I feel it in my shoulders, I feel it in my feet
Slapping down and down and yet again down,
Always slapping down.
With shockwaves like a hammer on hamburger meat
Plodding on clay, on shale, on grass, weed and bush
Trudging in the dust of the field or echoing on the street.
Pain from toe to heel, pain from heel to knee and then
Shooting up in grinding vibrations to hips and lumbar spine
As every one of these weary, dogged men
Stoop and limp and plod under the weight of the ruck;
That damned unwieldy tick that we’ve strapped on again;
To carry across the land.
                                        Through the night, through the rain,
Through the draws and hills and swamps and thorn;
Pitch black sticks in the pitch black night
That stab you in the eye with careless scorn.

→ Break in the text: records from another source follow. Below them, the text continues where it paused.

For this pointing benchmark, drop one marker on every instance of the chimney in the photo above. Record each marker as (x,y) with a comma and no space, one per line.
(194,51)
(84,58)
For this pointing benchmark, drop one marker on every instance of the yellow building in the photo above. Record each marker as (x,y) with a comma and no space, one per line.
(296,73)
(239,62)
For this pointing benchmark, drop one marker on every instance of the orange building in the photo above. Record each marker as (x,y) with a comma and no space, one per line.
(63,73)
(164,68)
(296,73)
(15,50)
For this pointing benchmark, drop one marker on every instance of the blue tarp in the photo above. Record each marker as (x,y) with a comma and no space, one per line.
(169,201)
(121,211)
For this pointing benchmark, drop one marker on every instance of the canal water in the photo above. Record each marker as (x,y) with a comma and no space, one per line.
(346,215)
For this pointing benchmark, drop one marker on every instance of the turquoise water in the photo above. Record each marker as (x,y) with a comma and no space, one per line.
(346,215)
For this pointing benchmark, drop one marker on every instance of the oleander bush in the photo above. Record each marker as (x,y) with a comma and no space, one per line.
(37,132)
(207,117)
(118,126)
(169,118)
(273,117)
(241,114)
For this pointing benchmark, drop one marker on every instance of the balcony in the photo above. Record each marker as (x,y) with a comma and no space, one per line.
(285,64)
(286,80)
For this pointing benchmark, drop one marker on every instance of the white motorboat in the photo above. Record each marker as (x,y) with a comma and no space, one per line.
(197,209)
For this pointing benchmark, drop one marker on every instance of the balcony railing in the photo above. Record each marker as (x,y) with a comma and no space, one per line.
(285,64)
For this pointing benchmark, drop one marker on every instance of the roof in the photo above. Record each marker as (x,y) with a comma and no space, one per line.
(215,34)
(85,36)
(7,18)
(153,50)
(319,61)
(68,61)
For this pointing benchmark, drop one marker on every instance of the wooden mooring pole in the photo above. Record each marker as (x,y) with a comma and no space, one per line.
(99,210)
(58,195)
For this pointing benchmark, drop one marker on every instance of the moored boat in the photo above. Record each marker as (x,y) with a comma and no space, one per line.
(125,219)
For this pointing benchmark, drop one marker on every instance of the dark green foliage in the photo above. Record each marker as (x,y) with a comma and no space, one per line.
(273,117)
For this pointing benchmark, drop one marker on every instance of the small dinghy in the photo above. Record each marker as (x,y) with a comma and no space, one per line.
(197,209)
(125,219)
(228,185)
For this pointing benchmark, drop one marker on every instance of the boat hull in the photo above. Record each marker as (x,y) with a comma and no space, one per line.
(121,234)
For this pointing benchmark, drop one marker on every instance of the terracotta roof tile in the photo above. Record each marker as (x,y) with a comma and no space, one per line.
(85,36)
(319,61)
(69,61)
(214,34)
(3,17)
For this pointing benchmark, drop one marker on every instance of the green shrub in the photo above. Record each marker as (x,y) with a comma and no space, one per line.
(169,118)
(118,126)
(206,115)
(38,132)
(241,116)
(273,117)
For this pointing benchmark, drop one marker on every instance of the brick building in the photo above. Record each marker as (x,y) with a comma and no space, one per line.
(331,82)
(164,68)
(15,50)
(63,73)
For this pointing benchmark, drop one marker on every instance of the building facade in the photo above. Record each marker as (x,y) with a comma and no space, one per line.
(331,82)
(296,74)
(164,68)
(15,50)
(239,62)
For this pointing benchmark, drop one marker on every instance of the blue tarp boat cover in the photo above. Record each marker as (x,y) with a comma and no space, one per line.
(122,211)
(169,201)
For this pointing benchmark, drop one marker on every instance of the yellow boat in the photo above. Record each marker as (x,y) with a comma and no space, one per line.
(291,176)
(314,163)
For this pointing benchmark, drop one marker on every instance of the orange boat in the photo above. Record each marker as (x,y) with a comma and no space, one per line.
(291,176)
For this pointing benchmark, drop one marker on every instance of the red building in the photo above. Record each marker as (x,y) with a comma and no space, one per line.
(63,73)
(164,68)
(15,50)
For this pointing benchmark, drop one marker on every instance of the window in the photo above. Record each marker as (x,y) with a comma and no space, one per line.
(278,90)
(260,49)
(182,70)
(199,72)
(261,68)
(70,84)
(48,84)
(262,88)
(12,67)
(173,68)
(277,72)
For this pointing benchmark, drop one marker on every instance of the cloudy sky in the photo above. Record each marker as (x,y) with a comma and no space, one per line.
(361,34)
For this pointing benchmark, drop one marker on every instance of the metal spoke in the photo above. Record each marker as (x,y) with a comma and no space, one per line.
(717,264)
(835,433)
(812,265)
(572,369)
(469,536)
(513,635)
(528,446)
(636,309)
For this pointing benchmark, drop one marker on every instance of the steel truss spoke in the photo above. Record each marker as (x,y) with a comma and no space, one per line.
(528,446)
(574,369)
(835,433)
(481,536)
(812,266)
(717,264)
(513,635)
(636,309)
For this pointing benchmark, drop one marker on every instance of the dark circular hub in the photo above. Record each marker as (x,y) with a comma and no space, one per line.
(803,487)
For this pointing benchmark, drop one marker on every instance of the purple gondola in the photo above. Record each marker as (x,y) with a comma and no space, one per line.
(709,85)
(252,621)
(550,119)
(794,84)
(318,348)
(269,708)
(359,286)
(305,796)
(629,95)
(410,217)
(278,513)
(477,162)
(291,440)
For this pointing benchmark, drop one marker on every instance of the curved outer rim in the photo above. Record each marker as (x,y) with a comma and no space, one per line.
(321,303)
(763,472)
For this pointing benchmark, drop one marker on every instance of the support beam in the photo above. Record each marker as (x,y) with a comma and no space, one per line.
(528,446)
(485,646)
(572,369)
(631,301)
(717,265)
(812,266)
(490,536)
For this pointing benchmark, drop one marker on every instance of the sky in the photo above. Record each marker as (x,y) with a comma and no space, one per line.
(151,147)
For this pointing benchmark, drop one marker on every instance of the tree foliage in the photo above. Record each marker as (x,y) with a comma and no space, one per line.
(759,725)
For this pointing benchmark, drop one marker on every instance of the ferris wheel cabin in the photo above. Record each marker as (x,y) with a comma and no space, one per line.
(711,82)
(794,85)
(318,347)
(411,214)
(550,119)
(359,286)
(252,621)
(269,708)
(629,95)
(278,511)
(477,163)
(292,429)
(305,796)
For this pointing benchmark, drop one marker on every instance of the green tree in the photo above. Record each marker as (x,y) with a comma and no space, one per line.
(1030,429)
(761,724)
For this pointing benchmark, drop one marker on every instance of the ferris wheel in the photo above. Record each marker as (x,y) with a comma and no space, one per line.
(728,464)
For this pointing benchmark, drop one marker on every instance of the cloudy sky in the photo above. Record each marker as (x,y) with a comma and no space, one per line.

The “wait-a-minute” vines that claw and clutch and drag
And lie in wait for our heels, in the dark before the morn,
As we curse our way onwards in pitch black
Sans moon and stars, and wish we were never born,
Or if born, at least born normal people, not the sort
Who volunteer for this tomfoolery!
                                                      But that awful ruck!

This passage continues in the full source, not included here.